Tomato as a Heat Stress Plant Model

Growing a tomato

After potato, tomato (Lycopersicon esculentum) is considered the most valuable vegetable crop grown globally. While the net land area that tomato is cultivated on has remained the same, production has starkly increased over the last decade. Currently, approximately 200 million tonnes of tomato are produced on sites that total 3.7 million hectares in size. China, USA, India and Turkey are the top tomato producing countries. While Belgium (4,996,000 Hg/ha) and the Netherlands (4,835,973 Hg/ha) have the highest fruit yield per hectare.

Tomatoes normally grow in tropical, subtropical and warm temperate climates which facilitate longer growing seasons such as the climates present in China, India and North America. Climate change and an increasing world population has created a volatile agricultural sector and an impending strain on food security. The agricultural sector is fixated on increasing production and improving the health of crop varieties through the application of good husbandry and scientific solutions. Many researchers, such as Ainsworth and Ort (2010) have forecasted the deficit in yield as a result of climatic changes.

Plant for experiments

On top of being an economically and nutritionally important crop globally, tomato possesses many characteristics which make it an ideal model plant species for experiments. It has well documented genetic information and it has a short reproductive period. While Arabidopsis thaliana is the standard plant model, there are several developmental traits found in tomato that are not present in A. thaliana such as; photoperiod independent sympodial flowering, climate dependent fruit formation, compound leaves, mycorrhizal roots and glandular trichomes. Furthermore, numerous varieties of cultivars exist on the market that can cater for a vast range of research such as the dwarf cultivar Micro Tom (.

Effects of heat stress on tomato

Reproductive development tends to be affected more by high temperatures than vegetative development in nearly all crop varieties. Even slight increases in temperature can impact on fruit yield, therefore, decreases are not just related to periods of extreme heat stress. It has been found that the female reproductive organs are more resilient to such periods than their male counterparts. Day / night temperatures of 26/ 20oC can alter tomato fruit development while higher temperatures of 38/27oC during the day/night can cause fruit abortion.

Losses of up to 70% can be seen in areas affected by Summers with unusually high temperatures. High temperature induced reductions in fruit set can be related to damage during the development of reproductive tissues, an imbalance in plant hormones and reduced photosynthetic parameters. Photosynthetic mechanisms which can be damaged include the ratio between chlorophyll and carotenoid levels, hydraulic forces which transport nutrients and water around the plant architecture.

One of the main stress hormones and regulators that increase due to sub optimal conditions is abscisic acid (ABA).
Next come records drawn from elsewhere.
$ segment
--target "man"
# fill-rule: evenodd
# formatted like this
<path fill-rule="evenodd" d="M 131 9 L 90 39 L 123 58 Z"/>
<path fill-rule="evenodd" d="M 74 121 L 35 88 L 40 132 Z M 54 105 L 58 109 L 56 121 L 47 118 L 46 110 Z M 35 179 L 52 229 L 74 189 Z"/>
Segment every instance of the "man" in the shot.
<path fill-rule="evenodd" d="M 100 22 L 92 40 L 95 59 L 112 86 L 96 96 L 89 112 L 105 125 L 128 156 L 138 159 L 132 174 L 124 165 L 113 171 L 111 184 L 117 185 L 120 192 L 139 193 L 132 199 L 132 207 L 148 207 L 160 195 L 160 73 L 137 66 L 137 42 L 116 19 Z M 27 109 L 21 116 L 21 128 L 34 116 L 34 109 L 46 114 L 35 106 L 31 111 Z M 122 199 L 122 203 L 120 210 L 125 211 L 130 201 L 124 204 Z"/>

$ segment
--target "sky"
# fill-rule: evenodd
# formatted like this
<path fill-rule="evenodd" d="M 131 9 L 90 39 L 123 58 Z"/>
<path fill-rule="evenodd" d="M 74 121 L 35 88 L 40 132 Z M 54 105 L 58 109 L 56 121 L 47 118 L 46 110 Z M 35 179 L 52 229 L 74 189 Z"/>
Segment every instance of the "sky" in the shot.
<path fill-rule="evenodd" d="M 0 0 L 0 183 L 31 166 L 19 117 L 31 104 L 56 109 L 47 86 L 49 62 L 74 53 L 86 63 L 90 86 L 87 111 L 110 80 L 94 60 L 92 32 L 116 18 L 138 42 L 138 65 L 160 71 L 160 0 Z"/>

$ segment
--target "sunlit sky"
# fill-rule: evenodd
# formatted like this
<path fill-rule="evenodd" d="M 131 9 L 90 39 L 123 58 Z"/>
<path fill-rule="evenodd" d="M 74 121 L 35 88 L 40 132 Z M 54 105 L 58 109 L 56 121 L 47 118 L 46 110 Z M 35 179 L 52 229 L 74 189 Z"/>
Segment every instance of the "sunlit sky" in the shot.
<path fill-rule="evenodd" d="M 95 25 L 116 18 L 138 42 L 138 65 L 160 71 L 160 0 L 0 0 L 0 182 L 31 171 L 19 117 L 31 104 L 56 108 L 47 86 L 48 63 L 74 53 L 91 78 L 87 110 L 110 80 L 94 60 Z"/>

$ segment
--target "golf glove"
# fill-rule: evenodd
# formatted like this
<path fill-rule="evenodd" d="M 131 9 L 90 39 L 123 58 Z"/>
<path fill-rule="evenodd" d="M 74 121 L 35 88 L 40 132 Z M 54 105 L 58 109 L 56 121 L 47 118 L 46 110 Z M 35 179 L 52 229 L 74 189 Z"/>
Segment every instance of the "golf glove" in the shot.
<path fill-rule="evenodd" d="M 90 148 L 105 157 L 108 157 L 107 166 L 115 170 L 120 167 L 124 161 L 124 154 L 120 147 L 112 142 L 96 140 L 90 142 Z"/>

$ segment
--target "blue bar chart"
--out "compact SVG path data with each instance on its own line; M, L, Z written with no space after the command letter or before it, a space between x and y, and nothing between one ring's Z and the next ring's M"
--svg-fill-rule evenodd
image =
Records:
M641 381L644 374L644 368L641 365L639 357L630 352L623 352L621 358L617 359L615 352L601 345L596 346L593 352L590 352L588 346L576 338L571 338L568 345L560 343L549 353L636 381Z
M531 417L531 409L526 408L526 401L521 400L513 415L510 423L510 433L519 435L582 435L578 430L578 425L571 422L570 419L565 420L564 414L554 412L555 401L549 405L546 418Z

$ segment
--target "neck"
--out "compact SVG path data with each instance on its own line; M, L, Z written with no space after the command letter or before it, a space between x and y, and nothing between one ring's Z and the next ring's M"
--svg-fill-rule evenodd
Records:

Stress response genes appear to be upregulated as a response of signalling by ABA in order to induce stress tolerance, while ABA also provides feedback information for sugar signalling pathways.

Singh and Sawhney (1998) observed the correlation between abnormal developments in the anther and increased ABA levels within the stamen leading to plant sterility. It is now commonly accepted that ABA is a stress responsive signal which causes pollen to be aborted due to withholding sugars from being transported within the anther. This can be seen in the work of De Storme and Geelen (2014) who noted the decreases in the transport of sucrose and damaged sucrose metabolism led to high pollen abortion and large accumulations of ABA in wheat and rice anthers during stressful conditions.

Heat sensitive cultivars tend to have less viable pollen grains being created when exposed to higher temperatures than heat tolerant cultivars. The main factor that influences pollen development during stressful periods is that carbohydrate metabolism and transportation of proline is disrupted. This disruption causes a deficit in starch and sugar accumulation in mature pollen grains and thus an increase in pollen sterility. When heat stressed microspores of mature tomatoes were examined via transcriptome profiling, the relationship between heat stress and heat shock proteins was revealed.